Fig. 1: Operation principle of the tunable multi-band Raman laser.

Suppression of the competing nonlinear FWM in thin-film lithium niobate (TFLN) microring resonators for Raman lasing. a A schematic example of the multi-band Raman lasing where the multiple Raman-active phonon branches of lithium niobate (LN) lead to multi-wavelength Raman lasing while the generated Stokes lines can also act as new pumps to induce cascaded Raman lasing, further extending the Raman lasing range. The gradient lobes represent the Raman gain envelope with the Raman frequency shifts Ω_Ri (i = 1, 2, 3…). b The integrated dispersion profile in three different dispersion regions. The competing nonlinear FWM process may lead to Kerr comb generation in a TFLN microring resonator (inset) for both anomalous dispersion (green) and normal dispersion with avoided-mode crossing (AMX) (blue).
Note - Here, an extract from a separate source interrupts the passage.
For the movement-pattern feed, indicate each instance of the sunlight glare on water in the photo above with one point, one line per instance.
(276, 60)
In contrast, the device with normal dispersion without AMX (red) can suppress the nonlinear FWM and thus favor its counterpart process: Raman lasing. c Schematic resonances of the fundamental mode of a multi-mode microresonator (corresponding to the blue dispersion in b) influenced by the AMX. The inter-mode coupling would induce resonance shift and cause a periodic dispersion deviation around AMX points, where the group index of the coupled modes determines the AMX period.